Obligatory sale of currency: NBU supports hryvnya while causing harm to international traders
The National Bank of Ukraine has introduced requirements for the mandatory sale of foreign currency that was received from abroad. These requirements apply to both legal entities and individuals but with specific features for each. One of the similarities is that in order to perform such transactions neither one of them will be asked for permission by banks.
The National Bank of Ukraine received instruments of influence on monetary market in the form of right to set requirements for the mandatory sale of foreign currency only on the 17th of November of this year and on the 16th of November (just the day before!) the Board of NBU has issued two resolutions (number 475 and number 476) in which it applied the provided instruments.

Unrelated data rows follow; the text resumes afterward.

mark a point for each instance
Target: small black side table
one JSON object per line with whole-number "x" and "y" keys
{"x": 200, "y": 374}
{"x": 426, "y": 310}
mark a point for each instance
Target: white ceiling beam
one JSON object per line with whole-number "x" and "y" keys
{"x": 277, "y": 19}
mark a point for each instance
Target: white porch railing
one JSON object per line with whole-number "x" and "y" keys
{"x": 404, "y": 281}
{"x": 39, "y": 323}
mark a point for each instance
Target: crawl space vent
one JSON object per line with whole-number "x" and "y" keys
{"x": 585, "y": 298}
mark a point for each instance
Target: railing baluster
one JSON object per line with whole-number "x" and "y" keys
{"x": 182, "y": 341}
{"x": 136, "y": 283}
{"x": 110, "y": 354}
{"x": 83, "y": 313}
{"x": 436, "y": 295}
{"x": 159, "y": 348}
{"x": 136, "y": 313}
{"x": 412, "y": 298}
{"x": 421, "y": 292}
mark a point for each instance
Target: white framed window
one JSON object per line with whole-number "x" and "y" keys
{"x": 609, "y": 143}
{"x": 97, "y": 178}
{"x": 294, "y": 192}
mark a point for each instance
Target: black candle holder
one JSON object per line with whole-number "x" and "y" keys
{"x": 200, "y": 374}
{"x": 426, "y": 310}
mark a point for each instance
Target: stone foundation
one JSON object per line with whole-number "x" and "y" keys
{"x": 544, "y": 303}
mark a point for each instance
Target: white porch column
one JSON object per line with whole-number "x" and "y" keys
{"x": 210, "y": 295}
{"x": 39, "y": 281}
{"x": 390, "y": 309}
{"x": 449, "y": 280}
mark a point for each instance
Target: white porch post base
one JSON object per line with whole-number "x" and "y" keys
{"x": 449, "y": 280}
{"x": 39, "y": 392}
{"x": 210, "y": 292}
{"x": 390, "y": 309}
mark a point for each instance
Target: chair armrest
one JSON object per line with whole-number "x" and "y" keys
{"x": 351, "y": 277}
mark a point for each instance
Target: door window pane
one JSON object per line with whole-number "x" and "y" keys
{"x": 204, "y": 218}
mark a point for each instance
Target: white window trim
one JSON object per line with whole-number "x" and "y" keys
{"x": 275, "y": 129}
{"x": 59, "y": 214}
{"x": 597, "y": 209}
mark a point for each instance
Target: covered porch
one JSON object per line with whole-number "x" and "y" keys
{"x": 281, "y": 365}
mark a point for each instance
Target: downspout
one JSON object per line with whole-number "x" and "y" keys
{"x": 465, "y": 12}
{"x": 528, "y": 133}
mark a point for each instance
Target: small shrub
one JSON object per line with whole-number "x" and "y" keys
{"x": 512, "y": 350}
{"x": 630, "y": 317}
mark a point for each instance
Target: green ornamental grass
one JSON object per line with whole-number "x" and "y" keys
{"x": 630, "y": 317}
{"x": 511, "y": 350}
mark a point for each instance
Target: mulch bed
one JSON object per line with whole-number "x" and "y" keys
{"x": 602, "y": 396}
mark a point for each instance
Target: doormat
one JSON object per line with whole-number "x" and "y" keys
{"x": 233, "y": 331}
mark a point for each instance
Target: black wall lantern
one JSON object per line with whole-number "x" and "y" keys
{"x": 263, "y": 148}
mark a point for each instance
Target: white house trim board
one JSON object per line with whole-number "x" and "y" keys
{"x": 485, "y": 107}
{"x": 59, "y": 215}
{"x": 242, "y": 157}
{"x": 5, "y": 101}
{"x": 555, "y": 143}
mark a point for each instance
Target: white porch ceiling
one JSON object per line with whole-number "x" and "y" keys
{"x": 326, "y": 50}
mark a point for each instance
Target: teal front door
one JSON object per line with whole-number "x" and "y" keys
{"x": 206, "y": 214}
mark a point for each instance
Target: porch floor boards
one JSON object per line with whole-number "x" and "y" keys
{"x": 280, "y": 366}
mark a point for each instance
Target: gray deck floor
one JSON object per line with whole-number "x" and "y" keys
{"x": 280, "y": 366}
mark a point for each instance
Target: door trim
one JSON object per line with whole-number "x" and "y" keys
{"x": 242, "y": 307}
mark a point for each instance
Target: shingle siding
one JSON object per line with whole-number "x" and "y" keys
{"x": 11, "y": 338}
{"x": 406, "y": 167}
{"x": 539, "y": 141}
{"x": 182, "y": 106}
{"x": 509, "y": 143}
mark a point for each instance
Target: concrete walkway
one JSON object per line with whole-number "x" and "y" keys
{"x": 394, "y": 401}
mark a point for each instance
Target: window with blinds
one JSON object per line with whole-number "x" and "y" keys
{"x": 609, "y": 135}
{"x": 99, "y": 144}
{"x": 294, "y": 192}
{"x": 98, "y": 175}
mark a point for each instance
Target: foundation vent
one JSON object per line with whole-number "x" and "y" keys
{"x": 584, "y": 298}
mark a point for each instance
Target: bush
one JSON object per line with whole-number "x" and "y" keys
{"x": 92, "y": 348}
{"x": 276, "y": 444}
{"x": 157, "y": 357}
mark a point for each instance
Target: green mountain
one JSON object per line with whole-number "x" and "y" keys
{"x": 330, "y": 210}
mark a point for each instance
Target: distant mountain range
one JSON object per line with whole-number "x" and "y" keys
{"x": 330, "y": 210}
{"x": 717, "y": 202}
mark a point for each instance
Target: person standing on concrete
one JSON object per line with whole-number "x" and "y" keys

The resolution number 475 contains a requirement for the mandatory sale of foreign currency from the first group of the Classifier and Russian rubles in the form of residents’ currency revenue that derived from foreign economic contracts. At the same time the amount of revenue for the mandatory sale is not specified in the resolution. Today it is defined by the NBU’s resolution number 479 which indicates that the amount must be 50% of total revenue.
The obligatory sale procedure sets the deadline of currency’s sale which is the following day after funds transfer to a clearing account and does not require a special authorization from a client.
On the other hand the resolution number 476 sets a requirement for obligatory sale of individuals’ revenues from abroad in foreign currency on the interbank foreign exchange market in case if such revenue exceeds 150,000 UAH in equivalent per month. This provision applies to both residents and non-residents. Requirements for the currency are identical to the resolution number 475 (those from the first group of the Classifier and Russian rubles). The procedure is also performed without an individual’s authorization and not later than the next business day after funds transfer to a clearing account.
Thus NBU made the life of international traders somewhat more complicated, at least until the 19thof May, 2013. They’ll have to calculate risks and losses from exchange rates differences, perhaps even correcting the existing contracts. Non-residents should also take into consideration possible losses that may occur from the obligatory sale of foreign currency while transferring large sums into Ukraine during the next six months.